Ha deciso di proporre la domanda ai suoi conoscenti sul web e ai conoscenti dei suoi conoscenti. Ne è uscita una ricerca sociologica qualitativa che indaga sui bisogni, i punti di riferimento le speranze e le paure degli italiani e non solo.

Alla ricerca hanno risposto più di 200 persone, dai 18 anni in su, di tutti gli strati della società, per zona geografica, per titolo di studio e per occupazione.

Dove si trova

Zucchelli, ha riportato la sua ricerca nel libro: E Domani? che ha pubblicato in proprio su Amazon. sia in versione cartacea (€ 5,20) che in formato elettronico (€ 0,99).

Come dice lui stesso, la ricerca nasce dalla voglia di reagire, dallo stare chiuso in casa e dalla voglia di capire che mondo si sarebbe trovato una volta che sarebbe finito il lockdown.

Che immagine della società italiana esce

L’immagine che questa ricerca ha scattato sulla società italiana è diversa da quella che l’autore si immaginava: non un Paese in movimento, in fermento, piuttosto un Paese fermo, una comunità preoccupata.

Ma non è preoccupata per la malattia in quanto minaccia personale, ma della malattia in quanto minaccia per altri e per l’economica.

Affacciati ma interessati ad altro

«La comunità italiana assomiglia», commenta Zucchelli, «molto ad una piazza su cui si affaccia un condominio. E ognuno sta alla finestra, a vedere cosa accade in piazza, pronta a criticare, a commentare con il vicino di casa».

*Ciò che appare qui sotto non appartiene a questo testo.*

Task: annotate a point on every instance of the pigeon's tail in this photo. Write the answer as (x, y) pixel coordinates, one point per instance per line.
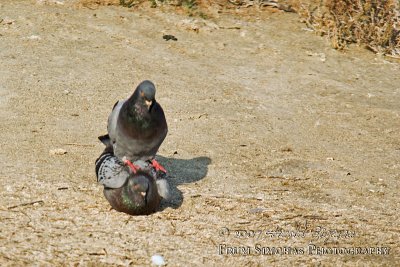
(163, 188)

Ma la preoccupazione non è per quel che accade nella piazza, a meno che non siano parenti, persone care quelle a cui facciamo riferimento, ma anche quelle per le quali temiamo di più.

Ognun per sè

Inoltre ne esce, come era prevedibile, una società frammentata, con bisogni diversi, paure diverse, speranza diverse.

Secondo l’autore chi ha sofferto di più in quel frangente sono stati i ragazzi e le ragazze. Privati delle loro relazioni sociali hanno persino riscoperto la bellezza dell’andare a scuola come luogo di incontro.

Le paure

E se tutti rispettano le regole, per paura del contagio, nello stesso tempo hanno paura di una crisi economica: chi ha un lavoro precario (autonomi, partite IVA, occasionali) ha paura di una crisi propria, chi invece ha un lavoro sicuro, un tempo indeterminato, ha paura di una crisi economica.

La ricerca si conclude sulle speranze in cui si confida: il ritorno alla normalità, ma anche in un cambiamento più collettivo che non delle istituzioni o di noi stessi. Speriamo in una società migliore e in un modello economico diverso.

Le conclusioni

Nelle conclusioni finali, Zucchelli, analizza le diverse tipologie di paure che possono sorgere, come la paura del nemico, nata dalla metafora della guerra a cui viene paragonata la pandemia; la paura del dopo, inteso come la paura di quello che non si conosce.

Sebbene tutti vorrebbero un ritorno al passato, sicuramente le cose cambieranno, ma non per certo in peggio.

Giacomo Zucchelli, classe 1973, lavora come formatore e orientatore nel settore della formazione privata nella provincia di Massa Carrara. Ha avviato una start up che si occupa di benessere organizzativo. Da queste esperienze lavorative nasce la passione verso il mondo delle nuove generazioni e la ricerca della felicità come aspirazione personale, professionale e collettiva.